Nos últimos anos, o preço do café disparou, impactando o consumo no Brasil. De acordo com a Associação Brasileira da Indústria de Café (Abic), entre novembro de 2024 e outubro de 2025, o consumo caiu 2,31%, passando de 21,9 milhões para 21,4 milhões de sacas de 60 kg. O recorde de consumo foi em 2017, com 22 milhões de sacas.
Preços em Alta
Os preços para o consumidor subiram 5,8%, reflexo da volatilidade dos anos anteriores. A Abic destacou que, nos últimos cinco anos, o preço do café conilon subiu 201% e o arábica 212%, enquanto no varejo o aumento foi de 116%.
Segundo Pavel Cardoso, presidente da Abic, os aumentos de 2025 foram consequência de safras ruins e baixos estoques, agravados por problemas climáticos desde 2021. "Houve um descasamento na oferta e demanda global, com frustrações nas safras", explicou Pavel.
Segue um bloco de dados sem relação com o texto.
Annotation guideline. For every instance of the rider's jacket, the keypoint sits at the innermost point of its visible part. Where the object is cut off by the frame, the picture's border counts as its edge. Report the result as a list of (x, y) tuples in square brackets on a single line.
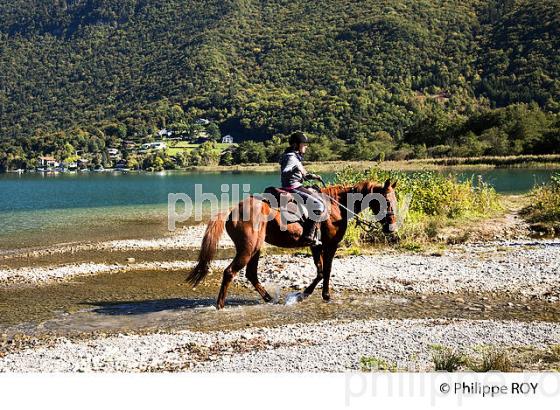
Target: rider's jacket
[(292, 170)]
Apesar da queda no consumo, Pavel vê o resultado de 2025 positivamente. "Mesmo com a escalada de preços desde 2021, o consumo brasileiro se manteve forte, mostrando a resiliência do café para os brasileiros", afirmou.
O Brasil continua sendo o segundo maior consumidor de café do mundo, atrás apenas dos Estados Unidos. No entanto, em termos de consumo per capita, o Brasil supera os EUA, com cada brasileiro consumindo, em média, 1,4 mil xícaras de café por ano.
Expectativas para 2026
Apesar da queda no consumo interno, o faturamento da indústria cresceu 25,6% em 2025, atingindo R$ 46,24 bilhões, impulsionado pelo aumento dos preços nas prateleiras. Para 2026, a Abic espera estabilidade nos preços devido a uma safra promissora, mas os preços ao consumidor só devem diminuir significativamente após duas safras, devido aos estoques baixos.
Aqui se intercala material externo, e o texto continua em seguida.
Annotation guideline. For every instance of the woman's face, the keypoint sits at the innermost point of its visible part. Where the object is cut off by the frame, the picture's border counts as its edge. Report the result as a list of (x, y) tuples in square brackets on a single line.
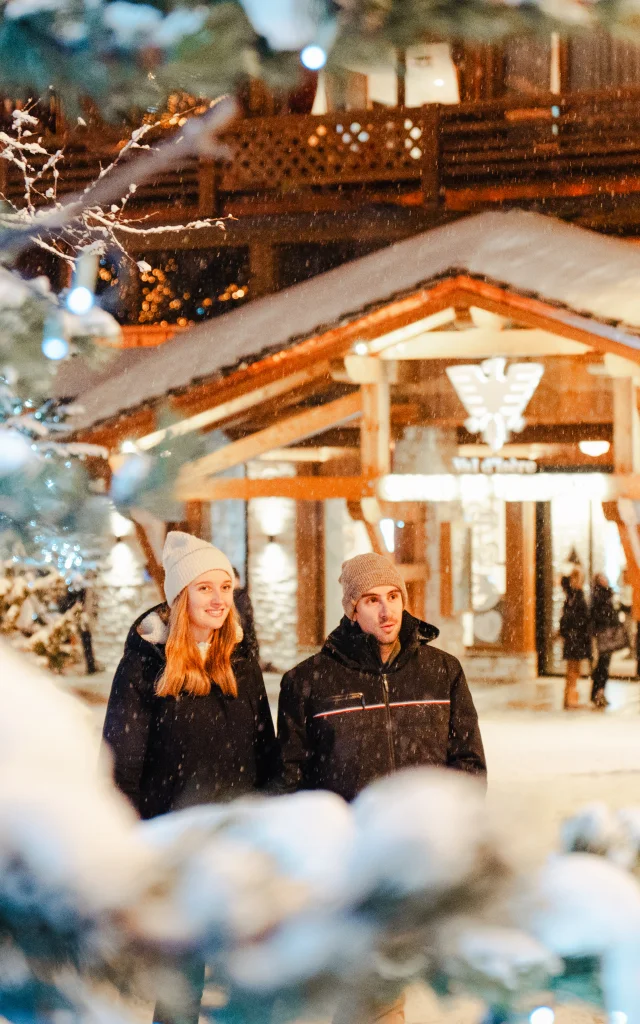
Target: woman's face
[(210, 597)]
"Os estoques globais estão historicamente baixos. Esperamos que a próxima safra traga maior estabilidade nos preços", avaliou Pavel. Mesmo com um possível arrefecimento na volatilidade, não há espaço para grandes reduções nos preços devido aos estoques baixos.
Desafios Tarifários
O setor ainda enfrenta desafios com tarifas dos EUA sobre o café solúvel. Embora a tarifa de 40% sobre o café em grão tenha sido suspensa, o café solúvel continua taxado. Pavel espera que essa situação seja revertida em breve.
A assinatura do acordo entre o Mercosul e a União Europeia é vista como uma oportunidade positiva para o setor, dado que o Brasil é o maior produtor de café do mundo, responsável por 40% da produção global. "O novo acordo traz grandes desafios e oportunidades para a indústria brasileira", concluiu Pavel.